Se ninguém aguenta mais ouvir que a cultura come a estratégia no café da manhã e até a Brene Brown já transmutou o poder da vulnerabilidade na coragem de ser imperfeito, por que é que iríamos trazer outra vez esses dois temas por aqui?
Primeiro, porque a cultura segue sendo, no papo reto, a forma como as coisas acontecem numa organização e precisa, portanto, ser entendida para que possa ser influenciada.
Segundo, porque vulnerabilidade não é só um modismo para vender palestras ou consultoria. Vulnerabilidade é uma palavra que nos ajuda a lembrar que somos seres vivos imersos numa cultura que, muitas vezes, nega essa condição ao ainda se organizar em torno do paradigma da empresa que opera como máquina.
E terceiro, porque, a ilusão de que é possível operar como uma máquina perfeita é perpetuada pelos exemplos de uma liderança heróica que se sacrifica pela empresa e pela lógica de crescimento infinito, que basicamente está destruindo o planeta.
Esse comportamento é continuamente reforçado por sistemas de recompensa que premiam o saber e o acerto, e não a dúvida, o questionamento, a incerteza, o erro, enfim, a aprendizagem.
O resultado é a valorização da liderança que é campeã em tudo, uma imagem impossível de ser sustentada e que afeta a saúde não apenas das equipes, submetidas a réguas cada vez mais altas, mas a própria liderança.
Segundo uma pesquisa conduzida em 2022 pela Slack com 10 mil pessoas em diversos países, 43% dos gestores e 40% da força de trabalho geral se diziamm esgotados profissionalmente e com alto risco para burnout.
Diante desses dados, o que a maioria das empresas faz?
Contrata palestras motivacionais e programas de qualidade de vida.
O que, de verdade, elas deveriam fazer?
Mexer nas condições que geram os padrões do super-heroísmo tóxico que leva ao burnout.

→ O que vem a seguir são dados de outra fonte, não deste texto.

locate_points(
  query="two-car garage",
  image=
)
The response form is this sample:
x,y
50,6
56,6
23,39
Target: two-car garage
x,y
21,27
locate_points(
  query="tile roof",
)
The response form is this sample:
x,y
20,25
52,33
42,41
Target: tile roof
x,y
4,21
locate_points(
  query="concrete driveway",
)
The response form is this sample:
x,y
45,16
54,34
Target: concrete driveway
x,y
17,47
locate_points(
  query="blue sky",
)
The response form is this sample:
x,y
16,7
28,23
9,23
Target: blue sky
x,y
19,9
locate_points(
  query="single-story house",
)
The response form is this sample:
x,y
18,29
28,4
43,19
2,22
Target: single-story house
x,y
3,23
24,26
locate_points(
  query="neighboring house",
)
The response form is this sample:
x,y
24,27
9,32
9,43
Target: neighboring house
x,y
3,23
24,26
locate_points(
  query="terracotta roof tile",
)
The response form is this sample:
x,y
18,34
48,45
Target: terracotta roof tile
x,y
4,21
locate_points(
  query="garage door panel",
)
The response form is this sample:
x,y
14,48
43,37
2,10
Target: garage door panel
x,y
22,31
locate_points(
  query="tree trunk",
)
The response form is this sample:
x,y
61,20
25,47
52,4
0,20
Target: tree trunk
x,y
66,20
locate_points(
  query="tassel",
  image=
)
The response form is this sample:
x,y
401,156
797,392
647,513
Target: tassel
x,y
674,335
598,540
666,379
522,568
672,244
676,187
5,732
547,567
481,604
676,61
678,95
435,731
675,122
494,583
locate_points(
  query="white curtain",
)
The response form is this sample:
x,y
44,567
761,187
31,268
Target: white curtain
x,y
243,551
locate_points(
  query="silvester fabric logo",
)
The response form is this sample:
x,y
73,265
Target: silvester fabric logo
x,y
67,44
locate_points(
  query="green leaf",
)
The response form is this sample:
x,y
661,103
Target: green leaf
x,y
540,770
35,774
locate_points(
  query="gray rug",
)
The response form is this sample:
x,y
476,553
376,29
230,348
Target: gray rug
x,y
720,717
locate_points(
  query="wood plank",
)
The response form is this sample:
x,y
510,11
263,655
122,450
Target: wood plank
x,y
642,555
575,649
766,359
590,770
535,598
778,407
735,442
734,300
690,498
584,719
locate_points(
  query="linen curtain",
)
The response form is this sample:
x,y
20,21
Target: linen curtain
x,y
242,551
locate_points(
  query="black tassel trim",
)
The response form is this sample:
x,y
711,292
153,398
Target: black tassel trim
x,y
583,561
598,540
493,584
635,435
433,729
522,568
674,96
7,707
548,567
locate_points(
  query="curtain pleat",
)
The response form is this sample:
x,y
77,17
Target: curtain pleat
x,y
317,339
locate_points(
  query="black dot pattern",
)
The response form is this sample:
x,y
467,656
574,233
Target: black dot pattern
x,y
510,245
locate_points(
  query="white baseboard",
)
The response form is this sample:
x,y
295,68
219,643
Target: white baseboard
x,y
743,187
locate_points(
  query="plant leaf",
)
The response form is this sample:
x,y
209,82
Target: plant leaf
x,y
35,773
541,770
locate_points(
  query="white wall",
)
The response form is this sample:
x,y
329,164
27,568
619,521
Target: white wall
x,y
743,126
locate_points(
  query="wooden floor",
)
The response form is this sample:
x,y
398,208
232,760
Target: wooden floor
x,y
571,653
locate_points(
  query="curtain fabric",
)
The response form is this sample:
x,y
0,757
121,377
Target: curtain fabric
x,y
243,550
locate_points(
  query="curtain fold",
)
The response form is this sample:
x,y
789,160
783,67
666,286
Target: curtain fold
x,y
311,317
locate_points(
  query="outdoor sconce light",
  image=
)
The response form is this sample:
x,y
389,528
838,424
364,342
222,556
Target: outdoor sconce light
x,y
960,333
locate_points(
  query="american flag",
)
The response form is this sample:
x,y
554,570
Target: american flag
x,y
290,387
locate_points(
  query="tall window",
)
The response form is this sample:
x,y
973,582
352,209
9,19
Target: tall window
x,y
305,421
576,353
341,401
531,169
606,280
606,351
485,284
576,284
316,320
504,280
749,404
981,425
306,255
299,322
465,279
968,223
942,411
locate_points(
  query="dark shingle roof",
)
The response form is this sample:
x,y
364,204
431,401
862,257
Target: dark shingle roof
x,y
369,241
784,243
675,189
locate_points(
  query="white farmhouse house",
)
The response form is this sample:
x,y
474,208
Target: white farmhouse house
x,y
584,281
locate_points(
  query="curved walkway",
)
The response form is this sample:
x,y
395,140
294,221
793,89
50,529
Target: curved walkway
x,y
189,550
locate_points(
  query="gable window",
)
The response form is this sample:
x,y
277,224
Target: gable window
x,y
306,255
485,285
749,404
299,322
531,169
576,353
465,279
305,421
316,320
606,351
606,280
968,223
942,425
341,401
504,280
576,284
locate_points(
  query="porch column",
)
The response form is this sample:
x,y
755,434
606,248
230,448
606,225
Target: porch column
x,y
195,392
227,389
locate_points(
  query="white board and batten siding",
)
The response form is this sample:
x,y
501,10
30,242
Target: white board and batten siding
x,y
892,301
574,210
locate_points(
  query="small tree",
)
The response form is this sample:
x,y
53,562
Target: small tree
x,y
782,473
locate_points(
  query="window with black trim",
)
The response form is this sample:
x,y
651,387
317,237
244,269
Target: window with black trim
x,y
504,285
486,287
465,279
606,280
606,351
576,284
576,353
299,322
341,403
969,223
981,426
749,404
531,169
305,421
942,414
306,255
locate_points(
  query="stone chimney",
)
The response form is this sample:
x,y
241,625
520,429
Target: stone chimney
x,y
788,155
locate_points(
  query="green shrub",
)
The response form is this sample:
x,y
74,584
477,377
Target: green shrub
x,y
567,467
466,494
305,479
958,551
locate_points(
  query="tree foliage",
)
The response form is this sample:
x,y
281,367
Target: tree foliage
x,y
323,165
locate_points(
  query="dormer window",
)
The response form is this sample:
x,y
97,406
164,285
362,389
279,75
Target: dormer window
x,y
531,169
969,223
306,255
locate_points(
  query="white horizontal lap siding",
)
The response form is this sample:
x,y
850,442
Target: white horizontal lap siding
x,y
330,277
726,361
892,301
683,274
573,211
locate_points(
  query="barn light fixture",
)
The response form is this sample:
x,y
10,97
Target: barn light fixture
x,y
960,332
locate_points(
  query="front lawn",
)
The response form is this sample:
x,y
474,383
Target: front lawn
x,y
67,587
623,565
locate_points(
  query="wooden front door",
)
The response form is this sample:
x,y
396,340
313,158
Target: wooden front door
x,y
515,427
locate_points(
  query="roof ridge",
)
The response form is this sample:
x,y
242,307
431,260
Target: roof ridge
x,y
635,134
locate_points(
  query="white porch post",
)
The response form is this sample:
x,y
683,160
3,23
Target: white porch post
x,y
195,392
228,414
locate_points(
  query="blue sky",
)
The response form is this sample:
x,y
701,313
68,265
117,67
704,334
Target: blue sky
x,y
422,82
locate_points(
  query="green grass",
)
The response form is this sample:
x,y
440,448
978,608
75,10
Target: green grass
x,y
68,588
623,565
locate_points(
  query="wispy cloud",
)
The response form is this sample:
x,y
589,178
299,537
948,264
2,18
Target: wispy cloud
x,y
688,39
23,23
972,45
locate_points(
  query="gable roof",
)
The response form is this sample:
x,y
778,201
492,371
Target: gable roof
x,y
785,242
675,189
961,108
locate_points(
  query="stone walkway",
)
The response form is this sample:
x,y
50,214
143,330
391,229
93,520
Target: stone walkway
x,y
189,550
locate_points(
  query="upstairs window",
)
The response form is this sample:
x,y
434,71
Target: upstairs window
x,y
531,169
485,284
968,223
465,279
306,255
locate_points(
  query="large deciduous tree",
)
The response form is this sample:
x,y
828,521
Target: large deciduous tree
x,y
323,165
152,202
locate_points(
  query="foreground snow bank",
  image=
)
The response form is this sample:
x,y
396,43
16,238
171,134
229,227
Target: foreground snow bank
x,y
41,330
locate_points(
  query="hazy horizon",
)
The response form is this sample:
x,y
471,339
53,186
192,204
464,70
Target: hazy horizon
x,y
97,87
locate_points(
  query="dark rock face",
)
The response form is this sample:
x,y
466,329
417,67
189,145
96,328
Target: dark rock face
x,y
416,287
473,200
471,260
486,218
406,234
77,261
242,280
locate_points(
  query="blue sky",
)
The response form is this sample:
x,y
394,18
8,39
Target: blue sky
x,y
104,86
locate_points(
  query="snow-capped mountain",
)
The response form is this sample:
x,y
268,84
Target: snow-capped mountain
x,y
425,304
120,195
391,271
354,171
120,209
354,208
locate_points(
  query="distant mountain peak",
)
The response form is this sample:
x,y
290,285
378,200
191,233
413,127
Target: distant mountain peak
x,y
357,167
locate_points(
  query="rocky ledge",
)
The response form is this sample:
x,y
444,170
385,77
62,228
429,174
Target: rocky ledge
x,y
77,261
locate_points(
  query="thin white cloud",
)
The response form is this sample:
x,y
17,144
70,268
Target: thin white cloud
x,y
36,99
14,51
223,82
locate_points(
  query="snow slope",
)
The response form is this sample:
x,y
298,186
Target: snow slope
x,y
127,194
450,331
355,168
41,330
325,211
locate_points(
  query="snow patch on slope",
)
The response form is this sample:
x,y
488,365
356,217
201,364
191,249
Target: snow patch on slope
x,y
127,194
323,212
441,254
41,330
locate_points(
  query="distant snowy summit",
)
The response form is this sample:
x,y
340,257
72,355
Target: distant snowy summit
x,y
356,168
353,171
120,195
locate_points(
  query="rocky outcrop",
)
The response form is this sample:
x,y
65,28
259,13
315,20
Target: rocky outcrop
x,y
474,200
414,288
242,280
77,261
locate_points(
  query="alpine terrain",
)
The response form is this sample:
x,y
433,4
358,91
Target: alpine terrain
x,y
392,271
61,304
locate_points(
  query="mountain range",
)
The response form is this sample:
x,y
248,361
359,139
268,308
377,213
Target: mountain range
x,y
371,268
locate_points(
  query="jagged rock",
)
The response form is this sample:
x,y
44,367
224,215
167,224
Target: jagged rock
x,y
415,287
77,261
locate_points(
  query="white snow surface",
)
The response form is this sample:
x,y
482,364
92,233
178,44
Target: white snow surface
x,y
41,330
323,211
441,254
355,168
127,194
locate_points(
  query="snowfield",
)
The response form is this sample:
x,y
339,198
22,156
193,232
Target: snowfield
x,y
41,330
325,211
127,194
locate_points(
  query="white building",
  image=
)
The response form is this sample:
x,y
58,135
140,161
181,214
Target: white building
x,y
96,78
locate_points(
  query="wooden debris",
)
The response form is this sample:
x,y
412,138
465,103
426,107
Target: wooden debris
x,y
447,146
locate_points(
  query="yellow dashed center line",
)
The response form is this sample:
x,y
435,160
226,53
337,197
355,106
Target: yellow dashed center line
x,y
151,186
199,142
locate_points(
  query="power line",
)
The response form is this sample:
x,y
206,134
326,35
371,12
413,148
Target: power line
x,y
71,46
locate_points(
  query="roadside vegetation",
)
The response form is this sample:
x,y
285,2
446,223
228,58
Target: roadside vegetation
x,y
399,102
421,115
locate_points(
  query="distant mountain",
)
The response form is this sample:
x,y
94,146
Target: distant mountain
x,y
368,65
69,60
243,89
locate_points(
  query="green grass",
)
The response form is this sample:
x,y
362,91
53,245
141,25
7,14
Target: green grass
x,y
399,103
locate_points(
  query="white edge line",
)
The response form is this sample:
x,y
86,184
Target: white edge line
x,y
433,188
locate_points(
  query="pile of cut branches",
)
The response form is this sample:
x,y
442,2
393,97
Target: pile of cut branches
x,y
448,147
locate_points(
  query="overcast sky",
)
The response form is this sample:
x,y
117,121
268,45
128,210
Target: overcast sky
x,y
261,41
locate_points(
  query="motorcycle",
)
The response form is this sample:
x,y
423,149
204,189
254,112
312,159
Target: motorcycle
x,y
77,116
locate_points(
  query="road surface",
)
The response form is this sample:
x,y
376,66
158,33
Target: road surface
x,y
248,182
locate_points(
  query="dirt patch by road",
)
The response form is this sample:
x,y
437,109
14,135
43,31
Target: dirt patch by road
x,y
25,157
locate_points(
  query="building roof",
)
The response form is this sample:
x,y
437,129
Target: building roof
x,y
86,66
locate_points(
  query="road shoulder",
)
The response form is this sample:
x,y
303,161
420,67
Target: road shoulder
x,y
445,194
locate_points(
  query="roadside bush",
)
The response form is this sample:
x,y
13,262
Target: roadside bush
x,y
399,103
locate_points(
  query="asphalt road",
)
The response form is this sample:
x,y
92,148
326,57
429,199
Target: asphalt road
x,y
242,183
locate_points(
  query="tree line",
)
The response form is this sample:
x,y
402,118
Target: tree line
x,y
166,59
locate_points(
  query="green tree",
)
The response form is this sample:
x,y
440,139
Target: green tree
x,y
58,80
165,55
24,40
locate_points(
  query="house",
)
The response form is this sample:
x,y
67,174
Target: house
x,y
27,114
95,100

Por exemplo, evoluir os sistemas de recompensa para reconhecer o erro e o não saber e, assim, ao mesmo tempo em que se estimula o padrão de aprendizagem, se estabelece um clima de trabalho mais favorável à vida humana.
Recentemente, na reunião de fechamento de um processo de mentoria, onde estavam a mentee e sua líder, depois de mediar uma conversa para reconhecer avanços e novas oportunidades de desenvolvimento, olhei para aquelas duas pessoas e, de repente, não as vi mais separadas pela hierarquia.
Pude reconhecer em ambas a pressão de uma performance impecável, construída e sustentada por meio de conselhos e feitos certeiros, e a única coisa que me ocorreu foi recomendar que experimentassem entre elas um espaço seguro onde poderiam trazer mais dúvidas do que certezas, dizer mais não sei do que deixa comigo.
De repente, naquele encontro de três pessoas comungando do sonho de poder ser elas mesmas, seguiu-se um silêncio que suspendeu o tempo e revelou, por nossos olhos úmidos, o quão difícil e o quão emergente era colocar isso em prática.
Depois de alguns segundos, a líder disparou: que tal começar agora?